Was die Rassen betreffe, so handele es ich um eine Angelegenheit der Naturwissenschaftler, wogegen nichts einzuwenden sei; die äußere Gestalt, der Knochenbau, die Haut, der Gesichtsschnitt und die Instinkte seien ja wirklich bei den Rassen erkennbar anders. Er kam aber doch auf den Kern des Problems. »Ohne Zweifel«, sprach er besonnen, »muss man davon ausgehen, dass zwischen der jüdischen Rasse und anderen, der unseren zumal, erhebliche Unterschiede bestehen«. Damit drückte er aus, was allgemein als unbestreitbar galt.

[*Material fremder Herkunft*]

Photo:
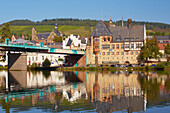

Bei meiner Nachforschung auf eigene Faust geriet ich an Jan Links. Jan versagte leider ebenfalls vollständig; er unterschied nach Talent und nach musikalischen Begabungen, wie ihm sein Musiklehrer beigebracht hatte. Für ihn gab es die Klasse der Musiker und die andere, die der Banausen. »Aber angenommen, Jan, Johann Sebastian wäre ein Jude gewesen«, stellte ich ihm vor Augen. Jan sprach, Talent werde von irgendeinem Gott gespendet, wer diese Gabe empfange, müsse als auserwählt betrachtet werden. Farbe und Gestalt eines Talentierten spiele dagegen eine unbedeutende Rolle, wiewohl die schwarzen Neger wie die gelben Chinesen nur einer primitiven Musik, mehr unangenehme Geräusche hervorbringen würden, was sie allerdings minderwertig mache. Schließlich nahm er seine Erklärung aber doch zurück, als er hinzufügte: »Dumme Frage; Bach war natürlich kein Jude«. Mit Musikern konnte dieses Problem nicht erörtert werden und so zog ich hinaus zum Haus am Wald zu den Naturwissenschaftlern.